Despite the various battles that go on between Symbian and Microsoft in the boardrooms, there are obvious opportunities for the pair to work together. The wireless consortium recently inked a strategic deal with IBM and I asked Potter if he thought it was important for Symbian to strike something similar with Microsoft on for example, Exchange.
"Well these things are important and over the years there have been various business dealings with Microsoft, but in this space there's a need to establish standards and we will go out of our way to support those standards and of course is part and parcel of that area." What follows was agreed between Potter and ZDNet not to be printed until after Tuesday 22 February when an announcement would be made.
"As an example, there is something called SyncML which is being set up and is seeking to establish a standard. This is collaboration by a whole series of companies using (notably Microsoft was absent from this announcement) Symbian to establish standards which will facilitate being able to synchronise different files structures from a PC environment through a network in a mobile space or on a server... there are many examples. WAP is an example, and Bluetooth is another, GPRS and so on. Our purpose is to help establish these standards as much as we can.
Potter is keenly aware that there are voices in the industry suggesting the Symbian alliance is out only for its own benefit and took issue with the suggestion that, when the ball really starts rolling, it will behave in a way Microsoft is famed for: "A core strategic plaque of Symbian is to develop and facilitate standards. On the board we have the four biggest producers: Nokia, Ericsson, Motorola, Matsushita and they all come together to agree these things. We want to work with the IT environment, not just the mobile phone environment and SyncML is a good example of that and there's many standards needed and why? Because of Metcalfe's law.
"Accessing these different environments from a variety of devices is vital here and that's why this whole issue is so very complex. There is a difference of view among our partners about the form factor these devices are going to take. So we have defined three and there could very well be four. They all have the same generic technology inside but different ergonomic forms:
"The Quartz project are pad-like (Potter does not like the term 'tablet device' as it conjures up images of Moses struggling down Mount Sinai with great rocks in his arms...) devices with pad screens but go online with voice as well over GPRS but on standard wide based networks (GSM). Pearl is the smartphone design. The category of smartphones and we don't provide the user interface for Pearl. The licensee implements the interface he wants on that device. We just supply the standard set and then support the manufacturer in the implementation they want: some may want to use a finger or a pen on a small or large screen.
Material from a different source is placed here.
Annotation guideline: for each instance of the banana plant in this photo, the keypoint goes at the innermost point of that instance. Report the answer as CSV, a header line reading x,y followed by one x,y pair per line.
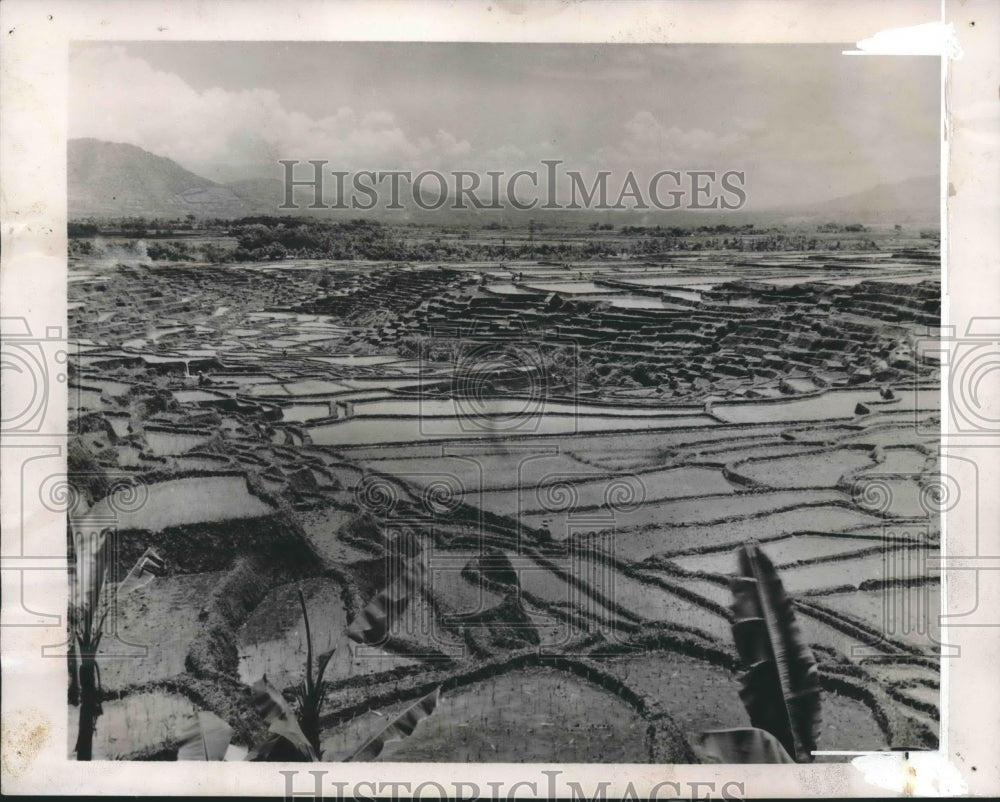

"Another is the communicator type product, or Crystal project, and future versions of that. So you're not just getting one message here. Microsoft is saying this is the PC and everyone has to build just for that. Symbian has a more diverse form and this is really important for who is going to win."
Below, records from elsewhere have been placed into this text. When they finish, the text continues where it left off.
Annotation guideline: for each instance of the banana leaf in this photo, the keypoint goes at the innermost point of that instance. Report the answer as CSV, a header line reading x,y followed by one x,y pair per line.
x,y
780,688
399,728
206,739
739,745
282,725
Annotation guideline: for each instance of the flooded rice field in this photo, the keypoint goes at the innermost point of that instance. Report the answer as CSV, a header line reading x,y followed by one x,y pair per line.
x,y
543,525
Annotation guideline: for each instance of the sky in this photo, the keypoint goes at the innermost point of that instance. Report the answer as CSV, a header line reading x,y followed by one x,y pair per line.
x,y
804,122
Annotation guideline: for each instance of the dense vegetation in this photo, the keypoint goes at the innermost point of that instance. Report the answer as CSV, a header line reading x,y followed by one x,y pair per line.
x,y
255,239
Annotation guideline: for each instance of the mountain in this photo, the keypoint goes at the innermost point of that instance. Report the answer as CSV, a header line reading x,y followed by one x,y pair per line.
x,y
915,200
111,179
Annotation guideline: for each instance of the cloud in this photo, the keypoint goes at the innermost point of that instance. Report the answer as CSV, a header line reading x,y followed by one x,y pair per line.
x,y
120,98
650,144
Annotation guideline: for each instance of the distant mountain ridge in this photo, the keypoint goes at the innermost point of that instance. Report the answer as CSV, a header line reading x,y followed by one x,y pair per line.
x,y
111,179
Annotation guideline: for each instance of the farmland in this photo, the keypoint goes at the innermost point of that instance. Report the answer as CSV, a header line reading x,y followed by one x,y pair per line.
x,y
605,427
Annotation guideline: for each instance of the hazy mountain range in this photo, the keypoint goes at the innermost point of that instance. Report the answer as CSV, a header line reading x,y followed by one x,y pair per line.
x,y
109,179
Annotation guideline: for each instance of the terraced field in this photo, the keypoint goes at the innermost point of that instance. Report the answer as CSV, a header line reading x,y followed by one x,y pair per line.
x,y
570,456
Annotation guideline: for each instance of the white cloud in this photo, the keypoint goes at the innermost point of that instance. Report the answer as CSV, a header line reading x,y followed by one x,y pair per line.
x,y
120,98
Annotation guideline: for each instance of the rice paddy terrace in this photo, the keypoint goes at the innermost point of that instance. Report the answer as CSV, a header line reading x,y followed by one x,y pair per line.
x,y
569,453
This is important because Potter is betting on designers running all manner of wireless information devices in various guises, form factors and even with different user interfaces, all running with Epoc under the hood. Again, there is a striking difference in the ethos of this tactic when compared with Microsoft's CE strategy. Symbian, Epoc, it could well be completely invisible to the user. Use a Windows CE device and the logo will be right there on top of the screen.
"We will win because our hardware makers will be allowed to create a whole variety of devices and some will win and some won't, but the customer will decide in the end what the machine will look and feel like and what badge it will wear. We're forcing nothing."
I asked Potter why he thought Psion's presence in the PDA market has suffered so badly at the hands of its rivals and whether or not Symbian's position could ever be usurped by a rival. His response was typically candid.
"Well I think we should be completely clear here that that is all possible. That's part of the risk of business and so on, but that's also what makes this industry so challenging and interesting. I would not change this industry because it's so dynamic and I'm very glad I wasn't working for example in say the sugar industry."
Finally, with my hour gone, I asked Potter what his views were on getting people online, he was eager to take the lead and volunteered some insight on what needs to be understood by that other incumbent, British Telecom.
"Actually I have to say I agree with Gordon Brown on this, the local loop. The cost of access simply must be brought down and I sympathise with what Gordon Brown has said. We cannot afford as a nation to have an impediment, I mean you have zero cost [to get online] in the States. Of course he's right.
I'm not going to say British Telecom needs to do this or that, that's not my position, but there's a lot at stake here and it is clear that something needs to be done."